At first, their reaction was shock, and then they discussed it. Rishi then asked them if he should move out of their home. His father said sternly, “Absolutely not. You are still our son and we love you…”

Soon, Rishi married his partner, Daniel, and their families threw them what they called, “A big fat gay wedding.”

8. Nate, a Michigan high school student, was extremely concerned about revealing his gay sexuality to his parents. Turns out, he didn’t have to.

He received this text from his father one day: ‘I overheard your phone conversation with Mike last night about your plans to come out to me. The only thing I need you to plan is to bring home orange juice and bread after class. We are out, like you now. I’ve known you were gay since you were 6, I’ve loved you since you were born.’

The note was signed ‘Dad,’ who added at the end: ‘Your mom and I think you and Mike make a cute couple.’

9. After returning from a weekend away, Maria found a note from her son telling her that he was gay and that he was heading back to his army base. Maria was shocked. She got angry. It was completely against her religion. Then she thought. And she thought some more. And she finally realized that she was angry at only herself, failing her son as a parent.…but not because her perceived parental failure resulted in her son being gay.

She failed him as a parent, she thought, because she wasn’t there for him in dealing with all those hard questions he had to deal with; that she let him down because he had to keep it all to himself for the past 25 years. And now?
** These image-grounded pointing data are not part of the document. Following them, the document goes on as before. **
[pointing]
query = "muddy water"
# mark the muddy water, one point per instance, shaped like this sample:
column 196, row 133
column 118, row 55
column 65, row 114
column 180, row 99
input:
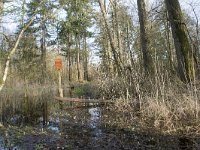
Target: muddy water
column 45, row 126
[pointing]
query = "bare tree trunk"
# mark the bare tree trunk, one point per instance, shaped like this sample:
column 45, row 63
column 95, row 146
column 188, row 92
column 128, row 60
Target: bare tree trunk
column 69, row 58
column 147, row 59
column 112, row 43
column 181, row 41
column 43, row 50
column 12, row 53
column 86, row 70
column 77, row 38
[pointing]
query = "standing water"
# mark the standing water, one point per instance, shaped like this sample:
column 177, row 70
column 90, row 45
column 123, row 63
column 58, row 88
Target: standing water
column 30, row 126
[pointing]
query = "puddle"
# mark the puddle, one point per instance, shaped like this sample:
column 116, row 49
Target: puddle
column 82, row 128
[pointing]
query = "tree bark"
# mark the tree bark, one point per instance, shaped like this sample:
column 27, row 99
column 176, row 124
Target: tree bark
column 111, row 40
column 147, row 59
column 183, row 48
column 12, row 53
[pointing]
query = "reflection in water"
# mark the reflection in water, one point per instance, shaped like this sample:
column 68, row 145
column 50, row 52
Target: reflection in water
column 83, row 127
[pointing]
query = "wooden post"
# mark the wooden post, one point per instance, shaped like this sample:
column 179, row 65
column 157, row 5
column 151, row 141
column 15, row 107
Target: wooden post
column 58, row 66
column 60, row 90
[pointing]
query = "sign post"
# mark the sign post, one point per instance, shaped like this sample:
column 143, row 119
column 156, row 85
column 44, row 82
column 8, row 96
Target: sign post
column 58, row 67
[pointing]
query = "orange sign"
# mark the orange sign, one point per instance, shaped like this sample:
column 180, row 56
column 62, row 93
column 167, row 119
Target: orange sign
column 58, row 64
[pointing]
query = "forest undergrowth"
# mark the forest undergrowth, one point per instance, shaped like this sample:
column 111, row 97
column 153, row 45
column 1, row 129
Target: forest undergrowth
column 162, row 103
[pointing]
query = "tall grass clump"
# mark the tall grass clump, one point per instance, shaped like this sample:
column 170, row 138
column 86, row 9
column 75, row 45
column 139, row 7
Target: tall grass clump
column 161, row 102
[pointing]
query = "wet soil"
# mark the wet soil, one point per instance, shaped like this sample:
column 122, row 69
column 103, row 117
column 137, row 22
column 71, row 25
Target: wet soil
column 83, row 128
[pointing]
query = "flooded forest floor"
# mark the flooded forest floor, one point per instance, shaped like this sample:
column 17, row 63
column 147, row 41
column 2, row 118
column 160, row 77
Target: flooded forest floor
column 40, row 123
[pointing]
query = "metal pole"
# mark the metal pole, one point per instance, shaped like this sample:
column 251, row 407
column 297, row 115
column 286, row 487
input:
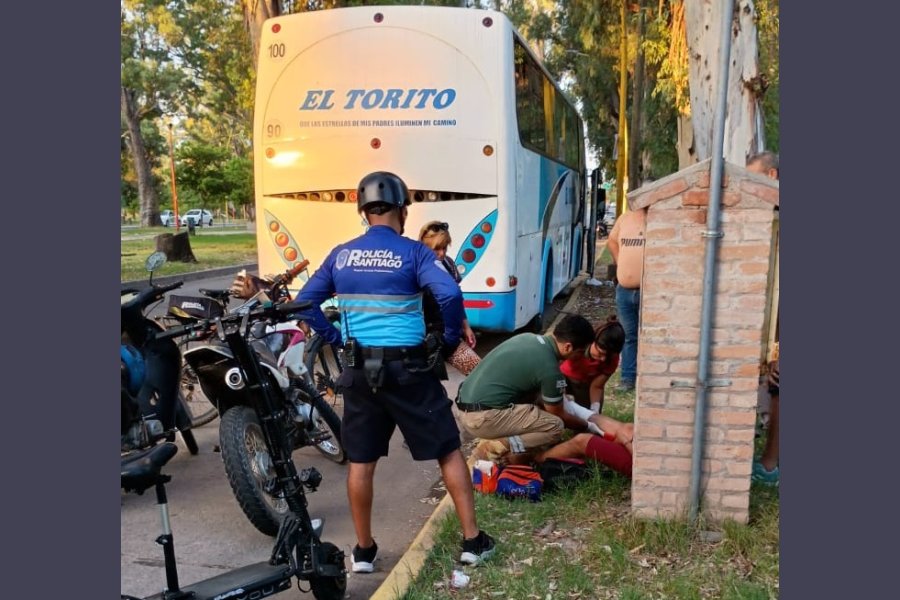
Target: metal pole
column 172, row 170
column 712, row 235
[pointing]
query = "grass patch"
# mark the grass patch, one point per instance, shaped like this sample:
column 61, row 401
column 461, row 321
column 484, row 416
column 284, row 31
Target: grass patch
column 211, row 250
column 583, row 543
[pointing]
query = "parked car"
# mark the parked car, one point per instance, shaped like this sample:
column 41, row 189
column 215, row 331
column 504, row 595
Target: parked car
column 198, row 217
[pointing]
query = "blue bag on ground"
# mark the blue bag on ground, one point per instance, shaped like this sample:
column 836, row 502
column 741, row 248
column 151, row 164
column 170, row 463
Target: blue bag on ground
column 520, row 481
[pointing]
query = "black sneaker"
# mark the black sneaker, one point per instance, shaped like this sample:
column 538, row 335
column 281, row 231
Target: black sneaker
column 362, row 560
column 477, row 549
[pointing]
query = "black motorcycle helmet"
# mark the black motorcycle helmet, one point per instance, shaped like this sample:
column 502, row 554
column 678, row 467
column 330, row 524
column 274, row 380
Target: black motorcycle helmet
column 381, row 187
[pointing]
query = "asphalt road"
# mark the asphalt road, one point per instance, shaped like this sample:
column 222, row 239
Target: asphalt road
column 212, row 534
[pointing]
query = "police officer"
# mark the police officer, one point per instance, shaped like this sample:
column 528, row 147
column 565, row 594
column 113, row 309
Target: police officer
column 379, row 278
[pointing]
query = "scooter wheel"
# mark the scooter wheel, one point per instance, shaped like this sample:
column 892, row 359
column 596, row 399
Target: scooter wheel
column 332, row 587
column 190, row 441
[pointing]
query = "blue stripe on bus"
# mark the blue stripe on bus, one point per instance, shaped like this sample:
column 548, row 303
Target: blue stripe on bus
column 500, row 316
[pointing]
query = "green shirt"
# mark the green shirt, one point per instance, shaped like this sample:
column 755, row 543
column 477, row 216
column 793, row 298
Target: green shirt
column 514, row 372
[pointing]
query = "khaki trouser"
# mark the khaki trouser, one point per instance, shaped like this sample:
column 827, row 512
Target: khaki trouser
column 525, row 425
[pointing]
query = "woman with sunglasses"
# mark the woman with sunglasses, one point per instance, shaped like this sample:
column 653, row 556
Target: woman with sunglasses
column 436, row 235
column 587, row 374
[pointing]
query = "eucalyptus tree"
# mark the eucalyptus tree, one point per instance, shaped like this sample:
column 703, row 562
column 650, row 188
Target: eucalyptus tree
column 152, row 85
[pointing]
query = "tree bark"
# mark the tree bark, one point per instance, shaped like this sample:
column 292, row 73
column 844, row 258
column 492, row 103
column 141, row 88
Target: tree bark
column 177, row 247
column 148, row 199
column 703, row 24
column 687, row 152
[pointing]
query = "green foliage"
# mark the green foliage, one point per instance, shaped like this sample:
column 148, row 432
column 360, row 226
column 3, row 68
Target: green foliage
column 768, row 25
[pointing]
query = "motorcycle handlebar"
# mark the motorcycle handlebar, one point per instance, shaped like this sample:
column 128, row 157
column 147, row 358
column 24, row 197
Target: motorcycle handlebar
column 269, row 311
column 289, row 275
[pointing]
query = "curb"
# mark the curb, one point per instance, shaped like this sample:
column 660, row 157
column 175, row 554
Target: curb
column 409, row 565
column 192, row 276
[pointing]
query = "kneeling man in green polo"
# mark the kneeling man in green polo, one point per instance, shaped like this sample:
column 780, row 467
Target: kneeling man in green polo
column 513, row 400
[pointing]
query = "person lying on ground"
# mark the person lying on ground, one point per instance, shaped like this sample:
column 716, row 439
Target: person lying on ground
column 614, row 449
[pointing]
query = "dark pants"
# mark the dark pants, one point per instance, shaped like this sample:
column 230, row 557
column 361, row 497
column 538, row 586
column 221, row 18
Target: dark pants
column 416, row 402
column 628, row 305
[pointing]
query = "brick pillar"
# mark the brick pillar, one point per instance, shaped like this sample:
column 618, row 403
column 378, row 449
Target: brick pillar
column 669, row 337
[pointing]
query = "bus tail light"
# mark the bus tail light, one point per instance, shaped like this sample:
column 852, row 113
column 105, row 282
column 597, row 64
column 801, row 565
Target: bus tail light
column 286, row 246
column 478, row 303
column 477, row 241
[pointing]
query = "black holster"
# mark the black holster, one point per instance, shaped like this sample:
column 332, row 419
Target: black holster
column 373, row 367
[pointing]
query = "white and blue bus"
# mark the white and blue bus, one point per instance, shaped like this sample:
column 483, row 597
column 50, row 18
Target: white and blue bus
column 453, row 101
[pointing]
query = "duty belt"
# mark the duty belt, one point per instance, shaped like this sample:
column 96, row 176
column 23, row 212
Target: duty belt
column 392, row 353
column 477, row 406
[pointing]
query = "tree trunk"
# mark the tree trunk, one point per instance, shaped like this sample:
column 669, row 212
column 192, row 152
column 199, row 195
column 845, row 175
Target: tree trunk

Well, Maria couldn’t be prouder of her son, who became a Metropolitan Police officer, happy in a relationship with another man. “They’re an amazing couple,” she said. “And now I’ve got two sons.”

10. Chris Godfrey was in his second year at university studies when he came out to his parents. It was probably just a little more nerve-wracking to him than many other who come out to their parents, because Chris’ dad…was an Anglican vicar, a priest.

He first told his mom over the phone, and she gave her unconditional support to him. But he was worried about telling the others in his family so he asked his mom if she could do it for him. His father called him the next day and praised his courage for revealing this to the family.

When Chris took his boyfriend to meet his family, his father welcomed him into the home with all the warmth he would give any parishioner. Though tremendously scared at first, Chris could not believe how perfect things had turned out.

If you’re one of the many people out there who has trouble accepting lesbians, gays, bisexuals or transgenders, let me ask: How would you feel if others didn’t accept you for the way you were? If, at every turn, you experienced hatred…. No one deserves that.